7:50 AM...two birds hollering along a dry ridge in a swamp slam full of water. Standing on the bank of the main creek; now turned small river. I know this stretch of water well and know there is no place within 600 yards that isn't over my head at normal water level, much less after this past week.
Knowing also that the wife is expecting a baby and due any minute, this is likely my last hunt of the season. I drop my satchel of calls and "stuff". Pull out the slate that I would reach for if my life depended on it and my mouth calls. Put the cell phone in the ziploc my sandwich was in and put it under my hat, held the 870 over my head and waded on in. Made the swim and hustled to a big water oak.
I called, they responded. They called, I responded. We went at it up until 9:30 when they gobbled their heads off headed up the ridge and into a cutover across the property line. Twice I watched them strut in to 50 yards but they just would not come past a blowdown I needed them to. I probably should have slipped up 15 yards but of course the view is always much clearer out the rearview mirror.
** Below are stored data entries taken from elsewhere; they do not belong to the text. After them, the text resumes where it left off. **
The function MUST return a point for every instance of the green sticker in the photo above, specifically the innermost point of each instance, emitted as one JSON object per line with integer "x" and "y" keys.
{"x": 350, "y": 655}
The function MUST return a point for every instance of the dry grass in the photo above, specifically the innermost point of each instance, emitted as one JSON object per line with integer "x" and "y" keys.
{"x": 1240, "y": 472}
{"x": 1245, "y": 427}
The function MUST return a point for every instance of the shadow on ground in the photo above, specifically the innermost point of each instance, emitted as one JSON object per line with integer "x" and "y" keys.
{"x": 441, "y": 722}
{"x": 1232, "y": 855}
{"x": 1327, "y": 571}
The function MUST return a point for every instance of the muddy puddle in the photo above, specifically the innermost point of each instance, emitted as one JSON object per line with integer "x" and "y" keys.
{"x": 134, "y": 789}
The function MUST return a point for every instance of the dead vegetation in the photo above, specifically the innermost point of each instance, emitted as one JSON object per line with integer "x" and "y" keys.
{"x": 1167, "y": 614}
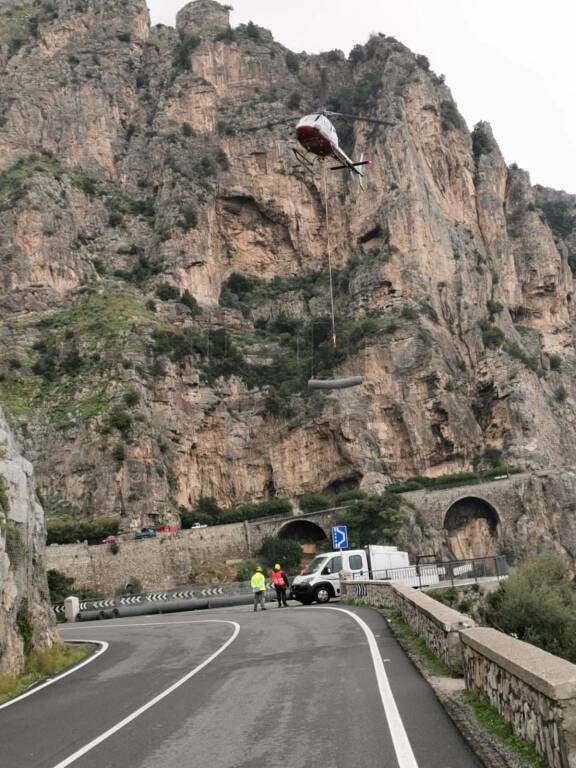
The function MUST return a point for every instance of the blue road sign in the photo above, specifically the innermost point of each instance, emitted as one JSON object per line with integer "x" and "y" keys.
{"x": 340, "y": 537}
Might I add, the swim back sucked much more than the swim across...mostly due to the fact that I didn't have to make multiple trips to get my bird and gun across.
In case you were wondering, swimming a blackwater creek the first weekend in April isn't for sissies...hopefully all my "equipment" will return from wherever it drew up to in a couple days.
did you kill something? You said that you had to get your bird across.
He said the trip was worse cause he didn't have tto make multiple trips to get gun and then bird. But congrats on the boy!
“… duckhunting stands alone as an outdoor discipline. It has a tang and spirit shared by no other sport—a philosophy compounded of sleet, the winnow of unseen wings, and the reeks of marsh mud and wet wool. No other sport has so many theories, legends, casehardened disciples and treasured memories.”
--John Madson, The Mallard, 1960
"Never trust a duck hunter who cares more about his success than his dog's."